Tindakan yang tepat adalah mengikuti pendapat mereka yang menggunakan dalil
yang kuat sesuai dengan al-Quran dan hukum lain yang mendukung. Karena umat
Islam tidak hanya menjadikan Al-Quran semata sebagai rujukan hukum, namun ada
hadist, Ijtihad ulama, Maslahah Mursalah, Qiyas dan masih
banyak lagi yang lainnya.
Perbedaan
memang tidak mungkin tidak terjadi, selama manusia terus berfikir. Maka perbedaan
tersebut dapat menjadi sebuah rahmat, apabila dengan perbedaan tersebut, akan
menumbuhkan rasa saling hormat-menghormati dan menghargai. Namun perbedaan akan
menjadi adzab, apabila dalam diri kita tertanam sebuah virus bernama fanatic sempit.

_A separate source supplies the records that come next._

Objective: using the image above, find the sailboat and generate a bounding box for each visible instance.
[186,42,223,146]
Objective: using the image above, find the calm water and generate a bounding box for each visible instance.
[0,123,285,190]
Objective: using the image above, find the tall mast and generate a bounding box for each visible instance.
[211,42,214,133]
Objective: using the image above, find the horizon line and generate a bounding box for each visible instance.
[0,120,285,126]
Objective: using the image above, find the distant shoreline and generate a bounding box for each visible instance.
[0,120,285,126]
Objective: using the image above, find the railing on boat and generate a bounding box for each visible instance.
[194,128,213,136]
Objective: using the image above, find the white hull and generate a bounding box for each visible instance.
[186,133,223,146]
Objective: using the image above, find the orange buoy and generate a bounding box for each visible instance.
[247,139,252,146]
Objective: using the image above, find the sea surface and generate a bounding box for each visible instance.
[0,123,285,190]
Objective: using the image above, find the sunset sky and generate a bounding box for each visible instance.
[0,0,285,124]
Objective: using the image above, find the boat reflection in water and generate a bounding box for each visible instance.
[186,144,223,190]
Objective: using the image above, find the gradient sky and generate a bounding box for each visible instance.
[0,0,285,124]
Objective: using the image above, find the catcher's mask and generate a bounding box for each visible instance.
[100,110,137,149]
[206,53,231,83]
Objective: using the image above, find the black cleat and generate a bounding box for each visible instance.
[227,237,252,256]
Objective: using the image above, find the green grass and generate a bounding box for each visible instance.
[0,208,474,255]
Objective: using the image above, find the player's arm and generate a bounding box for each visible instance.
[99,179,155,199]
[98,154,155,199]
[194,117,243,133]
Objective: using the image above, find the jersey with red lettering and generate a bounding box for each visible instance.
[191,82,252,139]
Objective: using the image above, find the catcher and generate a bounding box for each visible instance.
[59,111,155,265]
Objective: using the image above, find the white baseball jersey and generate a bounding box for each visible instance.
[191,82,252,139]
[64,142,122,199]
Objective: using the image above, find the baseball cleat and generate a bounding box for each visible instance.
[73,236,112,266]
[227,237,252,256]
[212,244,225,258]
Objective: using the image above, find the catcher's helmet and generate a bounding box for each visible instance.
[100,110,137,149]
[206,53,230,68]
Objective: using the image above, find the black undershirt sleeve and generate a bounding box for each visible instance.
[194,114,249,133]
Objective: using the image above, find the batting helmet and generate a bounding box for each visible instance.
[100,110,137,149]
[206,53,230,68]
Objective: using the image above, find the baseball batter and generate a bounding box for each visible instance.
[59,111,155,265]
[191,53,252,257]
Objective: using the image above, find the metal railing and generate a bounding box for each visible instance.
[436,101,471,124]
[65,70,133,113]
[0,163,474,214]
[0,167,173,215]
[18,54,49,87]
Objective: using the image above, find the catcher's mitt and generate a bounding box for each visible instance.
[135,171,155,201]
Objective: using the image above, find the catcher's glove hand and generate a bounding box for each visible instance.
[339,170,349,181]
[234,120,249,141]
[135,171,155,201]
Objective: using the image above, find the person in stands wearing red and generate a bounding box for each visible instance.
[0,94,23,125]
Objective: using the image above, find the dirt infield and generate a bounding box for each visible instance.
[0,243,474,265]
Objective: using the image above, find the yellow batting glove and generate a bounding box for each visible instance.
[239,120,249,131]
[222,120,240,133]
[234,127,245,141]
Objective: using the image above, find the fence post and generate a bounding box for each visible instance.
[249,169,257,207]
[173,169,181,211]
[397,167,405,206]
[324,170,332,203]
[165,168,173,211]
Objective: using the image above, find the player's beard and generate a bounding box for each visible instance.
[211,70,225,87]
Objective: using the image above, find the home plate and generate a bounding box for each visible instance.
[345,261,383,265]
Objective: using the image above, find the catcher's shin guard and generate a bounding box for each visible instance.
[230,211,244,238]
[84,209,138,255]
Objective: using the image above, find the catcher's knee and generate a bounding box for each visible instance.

Menganggap diri atau imam bahkan aliran yang dianut adalah yang paling benar,
sementara yang lain salah dan keluar dari ajaran. Bahkan yang lebih ekstrim
lagi, upaya pentakfiran kerap dilakukan kepada orang-orang yang tidak sepaham.
Kondisi
ini diperparah dengan upaya untuk menghancurkan paham-paham tersebut. Kerusuhan,
pembunuhan, dan pengrusakan tempat ibadah seolah dihalalkan demi menghapus
paham yang menurut mereka sesat. Bukankah kita bukan tuhan? Yang tidak tahu
siapa yang sesat dan menyesatkan itu. Jangan-jangan aliran atau kepercayaan
yang kita anut selama ini dan kita anggap benar, adalah aliran yang sesat dan
menyesatkan?. Hanya yang maha kuasa yang tahu.
Untuk
itu, mari kita tumbuhkan rasa kesadaran dalam diri kita. Adanya perbedaan kita
anggap sebagai sebuah skema hidup yang kita lakukan sehari-hari. Kita tingkatkan
rasa saling hormat dan menghormati serta menghargai terhadap perbedaan itu. Bukankah
Negara kita dapat menjadi Negara besar karena perbedaan?. Dengan perbedaan,
kita akan menemukan sebuah kebersamaan. Perasaan kebersamaan, bahwa kita memang
tercipta berbeda. Dengan perbedaan, kita jalin kebersamaan.